Pendant le premier tiers du livre, j’ai été un peu déconcertée. Non, seulement je ne retrouvais pas le style auquel l’auteur m’avait habituée, mais j’avais l’impression de lire une version remaniée du “Sultan de Salamandragor” de Jacques Prévert. Et tout en nous racontant ce conte gentillet, Pennac s’interrompt régulièrement pour nous parler de sa vie au Brésil et de la genèse de cette histoire. Ce sont donc deux récits croisés qui s’offrent au lecteur. Pourquoi pas ? me suis-je dit, mais je trouvais l’histoire un peu longuette et naïve.
Puis Pennac délaisse le dictateur Pereira pour s’intéresser à son sosie, et le roman prend tout son sens. La drôle d’histoire de cet ancien barbier, devenu remplaçant du dictateur malgré lui, est absolument fascinante. Voilà qu’il découvre le cinéma avec un film de Charlot et qu’il décide d’embaucher à son tour un sosie pour le remplacer afin de pouvoir conquérir Hollywood. Là où Pereira, l’original, ne m’avait que peu touchée, ce double en quête d’identité propre m’a réellement émue. Le personnage prend de l’épaisseur. Les liaisons que Pennac fait entre cette histoire et le film “Le Dictateur” de Chaplin est renversante. Il nous offre une analyse de ce film tout à fait pertinente.
Parallèlement à ce récit, Daniel Pennac poursuit ses digressions sur son travail d’auteur. Et là encore il fait mouche. Devant nos yeux ébahis, il sort un personnage secondaire des pages à écrire et lui donne vie dans son monde actuel. L’auteur se met alors à discuter avec ce personnage qui a maintenant vieilli et qui porte un regard amusé sur le travail de l’auteur. Pennac le fait d’ailleurs avec tant d’habilité que j’en suis venue à douter de la « non-réalité » de cette femme.
Non, ce n’est effectivement pas une suite de “La fée Carabine”, et non, le style n’est pas celui auquel l’auteur nous avait habitués, pourtant j’ai passé un excellent moment. Et cette idée de mêler fiction et réalité est décidément une très bonne trouvaille. Bien sûr, j’aurais encore beaucoup à vous raconter, mais j’en ai déjà trop dit. Je ne peux donc que vous conseiller de l’ajouter à votre liste pour cet été.

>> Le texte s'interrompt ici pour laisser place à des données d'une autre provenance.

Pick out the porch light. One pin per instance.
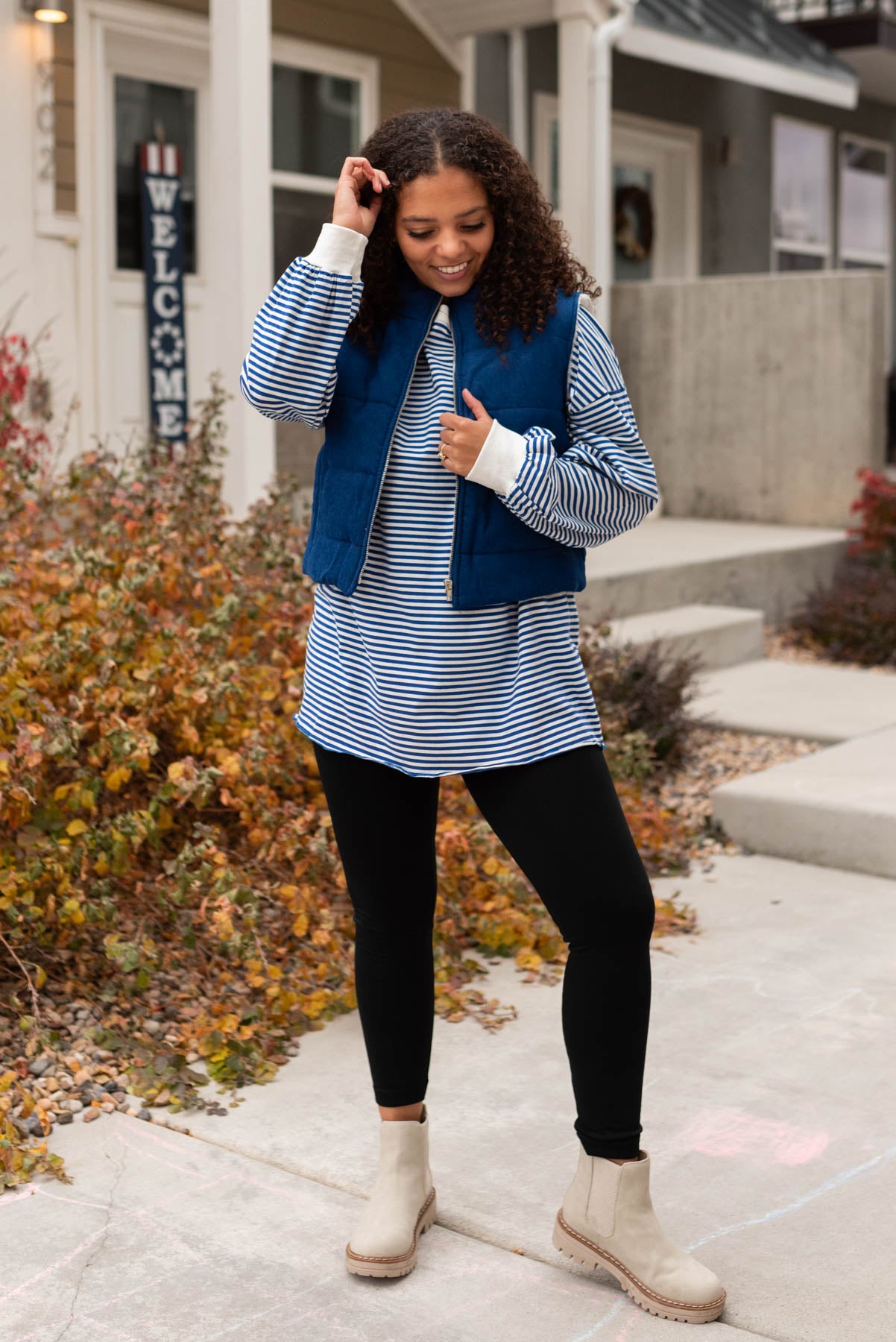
(47, 13)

Du même auteur : Comme un roman, L'œil du loup, Merci ! et Chagrin d'école

Extrait :

Pereira s'ennuya comme à la messe. Le vétiver lui rappelait son enfance quand, le soir tombant, sa mère en faisait vaporiser les chambres pour éloigner les moustiques. Finalement, à l'acmé de sa transe, la Mâe Branca lâcha l'information :
— Tu finiras écharpé par la foule.
— Quel genre de foule ?
— Le genre paysan.
Pereira la tua d'un coup de crosse et rentra au palais.(…)
— Donc, je crois à ces bêtises.
Sur quoi, il s'endormit. Et vint le cauchemar. Pereira se faisait massacrer par une foule de paysans. «Évidemment.» C'était un rêve attendu, qu'il considéra froidement. Il n'avait pas peur de la mort. Il se l'était souvent figurée sous les auspices d'une balle unique et bien placée, voire d'une douzaine, tirées au coeur par le peloton d'un concurrent. Mais après tout, le lynchage, pourquoi pas? Il était né et avait grandi sur une terre de révolutions. A tout prendre c'était une mort moins infamante que des doigts de vieillards s'accrochant à une courtepointe.(…) La dernière chose qu'il vit, avant que la première main ne le saisît, ce fut deux hommes, là-bas, à l'orée de la place, debout au pied de l'unique réverbère, qui tournaient le dos à la scène et qui, accoudés à une bicyclette, regardaient en riant silencieusement une lueur blafarde à leurs pieds — un peu comme un feu qui aurait fait des flammes blanches. Le rire secouait les épaules des deux hommes. «Là est la vie», se dit Pereira, et tout à coup il eut envie de vivre. (…)
Il se réveilla en hurlant.
Puis son coeur retrouva le rythme juste.
— Bon, ce n'était qu'un cauchemar.
Mais le matin venu il dut se faire violence pour affronter la place ronde, devant la porte du palais présidentiel. Tout ce vide qui menaçait de se remplir lui obstrua la gorge.
— Merde, je deviens agoraphobe.
La nuit suivante, le même cauchemar confirma sa phobie.
Voilà. L'histoire pourrait s'arrêter ici, car Pereira mourut exactement comme dans son rêve. Seulement, comme tout homme digne de récit, il voulut échapper à son destin. Et toute l'histoire de Pereira est celle de cette tentative.
C'est cette histoire-là qui mériterait d'être racontée.”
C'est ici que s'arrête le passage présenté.